UNITED STATES DISTRICT COURT EASTERN DISTRICT OF NEW YORK


October 7, 1947

UNITED STATES
v.
SHERMAN et al.

The opinion of the court was delivered by: KENNEDY

All of the defendants in this case assert that the indictment is defective in that, in the first count, 5 defendants are charged with theft of goods in interstate commerce (18 U.S.C.A. § 409 (now Sec. 659)), and, in the second count, 5 different defendants are charged with receiving goods stolen from interstate commerce shipments (id.). The indictment contains a third count charging all 10 defendants with conspiracy to steal goods moving in interstate commerce. 18 U.S.C.A. § 88 (now Sec. 371); 18 U.S.C.A. § 409 (now Sec. 659). The defendants argue that the inclusion of counts 1 and 2 under these circumstances is not authorized either by the statute (18 U.S.C.A. § 557) or by the rules (Criminal Rule 8, Federal Rules of Criminal Procedure, 18 U.S.C.A., which is substantially a restatement of the statute just cited). But it seems to me that the two offenses (stealing and receiving) can be considered, to quote Rule 8, 'two or more acts or transactions connected together', and, so far as the individuals charged are concerned, that the government may well be in a position to establish, again to quote Rule 8, that the several defendants 'participated * * * in the same series of acts or transactions constituting an offense or offenses'. For this reason I believe that there is no misjoinder which would require the dismissal of any of the counts, or an election by the government between counts.

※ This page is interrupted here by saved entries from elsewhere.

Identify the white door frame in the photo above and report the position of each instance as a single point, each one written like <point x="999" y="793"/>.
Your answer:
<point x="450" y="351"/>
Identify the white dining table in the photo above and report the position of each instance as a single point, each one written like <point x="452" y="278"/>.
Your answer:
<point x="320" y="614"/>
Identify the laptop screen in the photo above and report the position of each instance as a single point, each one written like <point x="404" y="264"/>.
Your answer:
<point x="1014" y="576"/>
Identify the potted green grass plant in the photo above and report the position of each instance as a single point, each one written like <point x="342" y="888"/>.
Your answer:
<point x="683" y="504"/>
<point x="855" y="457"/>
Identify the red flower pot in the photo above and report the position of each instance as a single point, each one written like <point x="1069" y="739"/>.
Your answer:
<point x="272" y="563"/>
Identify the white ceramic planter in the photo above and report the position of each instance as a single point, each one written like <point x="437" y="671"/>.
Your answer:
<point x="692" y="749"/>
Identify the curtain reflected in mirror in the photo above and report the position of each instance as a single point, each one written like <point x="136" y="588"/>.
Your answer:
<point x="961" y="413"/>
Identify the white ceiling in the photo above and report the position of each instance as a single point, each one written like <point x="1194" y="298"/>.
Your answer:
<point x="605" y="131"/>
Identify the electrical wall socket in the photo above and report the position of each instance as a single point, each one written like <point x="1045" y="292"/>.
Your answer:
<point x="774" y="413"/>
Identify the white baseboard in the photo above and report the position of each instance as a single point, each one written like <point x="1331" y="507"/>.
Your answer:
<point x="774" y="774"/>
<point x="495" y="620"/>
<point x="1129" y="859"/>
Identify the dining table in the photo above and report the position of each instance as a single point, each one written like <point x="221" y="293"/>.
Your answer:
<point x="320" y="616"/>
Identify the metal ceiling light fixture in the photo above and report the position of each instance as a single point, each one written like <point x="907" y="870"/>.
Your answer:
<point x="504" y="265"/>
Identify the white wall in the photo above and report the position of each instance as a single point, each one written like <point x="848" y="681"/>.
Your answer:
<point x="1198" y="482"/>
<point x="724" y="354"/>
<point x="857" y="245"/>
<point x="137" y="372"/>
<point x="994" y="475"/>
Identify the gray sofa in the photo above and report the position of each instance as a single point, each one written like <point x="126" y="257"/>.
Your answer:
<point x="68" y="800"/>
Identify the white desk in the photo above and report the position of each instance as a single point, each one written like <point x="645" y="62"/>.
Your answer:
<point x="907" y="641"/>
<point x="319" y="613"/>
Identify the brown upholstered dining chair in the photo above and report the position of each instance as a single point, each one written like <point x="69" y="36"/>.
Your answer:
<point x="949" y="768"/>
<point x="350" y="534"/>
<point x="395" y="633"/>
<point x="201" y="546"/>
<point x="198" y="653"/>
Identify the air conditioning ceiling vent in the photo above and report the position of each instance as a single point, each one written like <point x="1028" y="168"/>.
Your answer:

The motion has another branch: the defendants urge that even though the counts are well joined, there should be a severance in order to prevent prejudice at the trial. No defendant points to any specific situation peculiar to this case, from which prejudice might flow. The argument is rather that the proof under the stealing count may be stronger than the proof under the receiving count, or vice versa, and, as a result, a jury might be induced to convict a defendant on the weaker count, because it has been swayed by the proof adduced to support the other count. But it will almost never be true that each charge in a multiple count indictment can be established by proof of equal persuasive force, and so to adopt the contention of the defendants would be practically to make impossible a single trial in a case of this nature. I believe thoroughly in eliminating prejudice wherever it can be shown to exist, even if that entails a number of trials. But I do not subscribe to the notion that variations in the strength of the proof inevitably create unfairness.

The motion is, therefore, denied in its entirety, without any consideration on my part of the question whether it was timely brought.